When we left the moonscape, we were presented with carpets of green irrigated land leading down to the Salton Sea. The Salton Sea is the result of a monumental screw-up at around the turn of the Twentieth Century, when canals to provide irrigation water to the Imperial Valley were breached, and the Colorado River flowed into the bottom of this deep valley (250 feet below sea level) for a couple of years before it was stopped.

Since then, irrigation run-off supplied enough water to make up for evaporation, but the salinity (the land was already a salt flat) kept increasing to the point that almost nothing can live in that water any more. The orange groves and tomato farms we passed seemed quite out-of-place in this unforgiving environment.

One crop that is suited to this environment is dates, and once we got onto California 111 we saw a lot of date palm plantations (groves? farms?). This is where most American-grown dates come from, and we stopped at the warehouse of an organic date wholesaler in Coachella to get some.

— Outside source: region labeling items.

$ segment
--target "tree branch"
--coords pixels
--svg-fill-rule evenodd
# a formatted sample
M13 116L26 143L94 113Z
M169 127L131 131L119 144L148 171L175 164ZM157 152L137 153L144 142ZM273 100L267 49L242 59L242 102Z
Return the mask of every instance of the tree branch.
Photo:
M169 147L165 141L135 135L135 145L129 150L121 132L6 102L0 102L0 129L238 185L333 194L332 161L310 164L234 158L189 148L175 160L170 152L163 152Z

We have begun the part of the trip where Obbie gives Rozie a tour of his old backyard from his time in California between 1978 and 1991. A back-road side trip from Indio passed some places he once lived in Thousand Palms before we turned south on Bob Hope Drive toward Palm Desert. After a long hot day, we were so done with the desert and eagerly climbed toward the switch-backs that would bring us to a higher and cooler elevation.

Pines to Palms Highway is an iconic road that’s featured in many car (and truck) commercials. It’s also where Jimmy Durante “kicked the bucket” in “It’s a Mad Mad Mad Mad World.” From the view point on the top you can see a strange pattern in the landscape, where half the sections (square miles) were reserved for Indigenous and the others were occupied by white settlers (and their heavily watered golf courses). All the water went to the “white” sections, leaving the desert looking like a green and brown checkerboard.

It was getting late, so we headed down the road and set up camp at Lake Hemet. It was still warm, but cool enough to get a good night’s rest near an artificial lake.